The key thought of “the authority of scripture” was the power the story had to inform prayer and shape imagination, to provide exemplar and encouragement, and to help put their lives’ journey into the context of the journey of God’s people from creation to final fulfilment by way of the cross.

The authority of a story (and most of scripture is story) is often subtle, frequently a long-term project, and nurtured by repetition and slow digestion. It is about the reshaping of how we see ourselves and our lives by forming our mental world, and populating it with the images, examples and friends who open new possibilities to us, as well as warning us away from bad ideas and foolish practices (of which there are more than a few in the Bible). Our interplay with those stories is rarely unequivocal, but often complex, and we may well reshape and reconfigure the stories as we go.

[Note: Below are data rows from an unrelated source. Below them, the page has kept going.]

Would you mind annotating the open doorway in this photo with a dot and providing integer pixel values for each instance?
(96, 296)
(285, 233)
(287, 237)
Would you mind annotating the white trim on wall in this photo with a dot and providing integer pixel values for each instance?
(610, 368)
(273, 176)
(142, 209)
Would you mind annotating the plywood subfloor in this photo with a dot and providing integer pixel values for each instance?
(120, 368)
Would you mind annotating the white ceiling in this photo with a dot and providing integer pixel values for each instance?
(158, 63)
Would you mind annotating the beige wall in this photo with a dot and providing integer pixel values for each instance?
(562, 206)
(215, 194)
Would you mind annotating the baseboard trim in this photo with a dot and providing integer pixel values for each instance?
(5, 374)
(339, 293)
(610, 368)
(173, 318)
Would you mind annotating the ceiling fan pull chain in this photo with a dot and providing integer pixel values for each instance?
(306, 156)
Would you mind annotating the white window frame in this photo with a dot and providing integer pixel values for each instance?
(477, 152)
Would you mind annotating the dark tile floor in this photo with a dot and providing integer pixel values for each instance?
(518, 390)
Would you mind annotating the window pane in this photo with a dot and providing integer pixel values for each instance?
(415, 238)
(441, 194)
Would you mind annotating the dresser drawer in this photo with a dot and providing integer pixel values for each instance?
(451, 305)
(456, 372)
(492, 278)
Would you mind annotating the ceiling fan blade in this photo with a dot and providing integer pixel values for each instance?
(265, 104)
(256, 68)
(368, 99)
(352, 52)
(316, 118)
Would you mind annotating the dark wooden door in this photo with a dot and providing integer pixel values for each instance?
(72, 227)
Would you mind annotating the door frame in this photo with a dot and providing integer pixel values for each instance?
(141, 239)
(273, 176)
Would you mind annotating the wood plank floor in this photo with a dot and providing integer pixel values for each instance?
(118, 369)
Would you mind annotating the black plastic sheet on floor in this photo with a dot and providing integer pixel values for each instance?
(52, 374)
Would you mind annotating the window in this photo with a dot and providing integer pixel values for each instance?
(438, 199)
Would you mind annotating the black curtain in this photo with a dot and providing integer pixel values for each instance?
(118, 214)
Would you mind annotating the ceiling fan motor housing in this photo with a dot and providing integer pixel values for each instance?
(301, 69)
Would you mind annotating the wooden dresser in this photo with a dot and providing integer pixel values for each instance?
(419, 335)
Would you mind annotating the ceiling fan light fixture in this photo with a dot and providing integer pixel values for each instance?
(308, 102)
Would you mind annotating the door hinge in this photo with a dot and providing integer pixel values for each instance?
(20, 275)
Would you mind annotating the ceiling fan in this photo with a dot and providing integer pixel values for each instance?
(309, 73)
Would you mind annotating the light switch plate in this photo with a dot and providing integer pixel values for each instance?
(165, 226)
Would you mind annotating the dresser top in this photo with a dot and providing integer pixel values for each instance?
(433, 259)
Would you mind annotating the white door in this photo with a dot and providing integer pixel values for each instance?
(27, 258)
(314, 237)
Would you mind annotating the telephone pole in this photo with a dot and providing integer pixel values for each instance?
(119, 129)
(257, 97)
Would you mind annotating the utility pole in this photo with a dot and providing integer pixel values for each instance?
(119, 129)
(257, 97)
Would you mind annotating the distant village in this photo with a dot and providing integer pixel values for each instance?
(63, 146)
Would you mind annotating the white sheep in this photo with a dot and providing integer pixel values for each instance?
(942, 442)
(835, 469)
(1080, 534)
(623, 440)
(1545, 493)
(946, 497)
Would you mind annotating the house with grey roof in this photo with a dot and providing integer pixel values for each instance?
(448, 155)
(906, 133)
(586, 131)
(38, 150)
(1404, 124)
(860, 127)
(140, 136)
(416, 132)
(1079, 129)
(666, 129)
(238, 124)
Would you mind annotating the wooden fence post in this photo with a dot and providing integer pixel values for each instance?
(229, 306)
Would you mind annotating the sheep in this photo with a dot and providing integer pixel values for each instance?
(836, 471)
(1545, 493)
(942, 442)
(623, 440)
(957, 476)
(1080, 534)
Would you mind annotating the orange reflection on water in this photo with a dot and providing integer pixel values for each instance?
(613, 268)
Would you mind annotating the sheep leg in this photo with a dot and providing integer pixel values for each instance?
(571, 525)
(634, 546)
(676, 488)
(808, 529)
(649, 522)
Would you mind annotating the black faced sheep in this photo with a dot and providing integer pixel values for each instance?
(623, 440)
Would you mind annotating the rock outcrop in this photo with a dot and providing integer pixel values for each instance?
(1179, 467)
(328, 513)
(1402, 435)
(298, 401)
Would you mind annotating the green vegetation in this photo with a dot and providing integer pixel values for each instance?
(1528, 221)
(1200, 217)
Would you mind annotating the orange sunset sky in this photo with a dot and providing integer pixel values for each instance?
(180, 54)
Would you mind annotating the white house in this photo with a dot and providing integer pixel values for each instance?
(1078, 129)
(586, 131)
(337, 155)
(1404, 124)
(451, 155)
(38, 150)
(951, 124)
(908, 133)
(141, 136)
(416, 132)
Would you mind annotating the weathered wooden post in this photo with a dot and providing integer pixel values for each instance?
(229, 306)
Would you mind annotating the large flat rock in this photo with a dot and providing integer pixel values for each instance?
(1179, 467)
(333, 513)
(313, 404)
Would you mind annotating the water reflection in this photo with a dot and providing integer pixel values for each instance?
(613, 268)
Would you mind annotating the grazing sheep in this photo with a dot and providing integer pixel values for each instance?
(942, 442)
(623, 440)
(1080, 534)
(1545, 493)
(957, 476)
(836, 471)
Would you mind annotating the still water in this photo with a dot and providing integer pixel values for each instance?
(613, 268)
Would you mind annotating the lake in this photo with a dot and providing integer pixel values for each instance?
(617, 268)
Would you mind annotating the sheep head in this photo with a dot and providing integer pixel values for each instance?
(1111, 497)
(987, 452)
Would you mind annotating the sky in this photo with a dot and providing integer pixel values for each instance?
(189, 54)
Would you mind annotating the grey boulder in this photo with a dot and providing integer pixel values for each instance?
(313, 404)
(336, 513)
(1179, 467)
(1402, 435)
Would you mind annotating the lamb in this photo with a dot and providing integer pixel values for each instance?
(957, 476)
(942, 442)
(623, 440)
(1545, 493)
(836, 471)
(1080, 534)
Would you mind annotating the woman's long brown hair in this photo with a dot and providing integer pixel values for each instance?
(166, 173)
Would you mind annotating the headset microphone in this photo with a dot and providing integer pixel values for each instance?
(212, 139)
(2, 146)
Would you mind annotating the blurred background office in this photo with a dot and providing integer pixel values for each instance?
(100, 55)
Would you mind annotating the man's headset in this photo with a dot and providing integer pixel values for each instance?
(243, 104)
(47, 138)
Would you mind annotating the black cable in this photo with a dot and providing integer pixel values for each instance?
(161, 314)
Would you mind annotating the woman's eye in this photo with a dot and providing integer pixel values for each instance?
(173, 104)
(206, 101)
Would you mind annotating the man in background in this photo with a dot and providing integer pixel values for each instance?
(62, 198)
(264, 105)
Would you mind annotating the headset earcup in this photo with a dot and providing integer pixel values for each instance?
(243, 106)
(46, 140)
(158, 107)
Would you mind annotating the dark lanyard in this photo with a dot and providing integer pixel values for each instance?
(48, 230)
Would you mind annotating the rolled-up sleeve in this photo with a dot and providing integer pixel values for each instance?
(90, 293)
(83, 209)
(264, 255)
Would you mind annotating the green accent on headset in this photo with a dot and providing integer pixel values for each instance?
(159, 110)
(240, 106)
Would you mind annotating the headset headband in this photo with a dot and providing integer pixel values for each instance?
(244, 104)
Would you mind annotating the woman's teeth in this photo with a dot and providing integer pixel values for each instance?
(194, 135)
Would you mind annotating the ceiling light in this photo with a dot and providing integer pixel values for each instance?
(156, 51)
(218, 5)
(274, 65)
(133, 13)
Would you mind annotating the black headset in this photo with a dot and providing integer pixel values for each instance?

First and foremost, though, it is precisely by reading scripture, regularly more than occasionally, sequentially rather than selectively, and when directed to worship – penitence and prayer, lament and praise – rather than information gathering and study, that we really come to give it authority over our lives. For then it works beneath the surface of the psyche as well, with id as much as ego, and with heart as well as mind.